When fishing with these fly patterns, it’s important to mimic the natural movement of a crayfish. This can be achieved through twitches or the very effective dead drift in faster water. These methods simulate the way a crayfish moves along the bottom or through the water column.
Crayfish Life Cycle
- Eggs: The crayfish life cycle begins when a female crayfish lays eggs. Juvenile crayfish eggs hatch into tiny larvae. The female carries them for a short time before releasing them into the water.
- Juvenile crayfish hatch from eggs.These larvae are small and are carried by the female for a brief period. Eventually, they are released into the water. The larvae then develop into juvenile crayfish that look like miniature versions of adult crayfish.
- Growth: The juvenile crayfish grow by molting, shedding their exoskeleton, and growing a new one.
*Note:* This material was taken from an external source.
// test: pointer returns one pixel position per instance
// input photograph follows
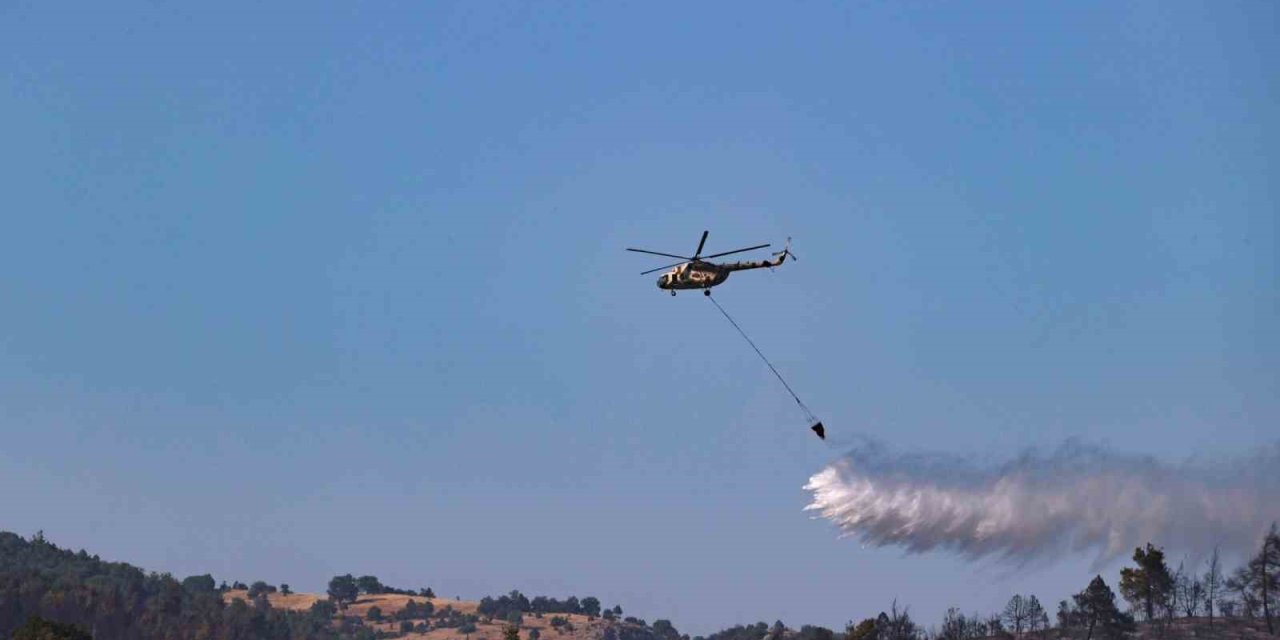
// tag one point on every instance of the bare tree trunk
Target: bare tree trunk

Crayfish molt several times throughout their lives, with the frequency decreasing as they get older. If you walk the banks of the river you’ll often see the shell of molted crays.
- Maturity: When the crayfish reach maturity, they begin to breed and lay eggs. The age at which crayfish reach maturity varies depending on the species and environmental factors such as temperature and food availability.
- Adult crayfish: Adult crayfish can live for several years, and during this time, they continue to molt and grow. They also reproduce and contribute to the next generation of crayfish.
As you can see crayfish play an essential role in the Missouri River ecosystem, particularly in the world of fly fishing. They are a vital food source for trout, and their importance cannot be overstated. If you are a Missouri River fly angler who doesn’t use crayfish patterns to target trout, your missing the boat.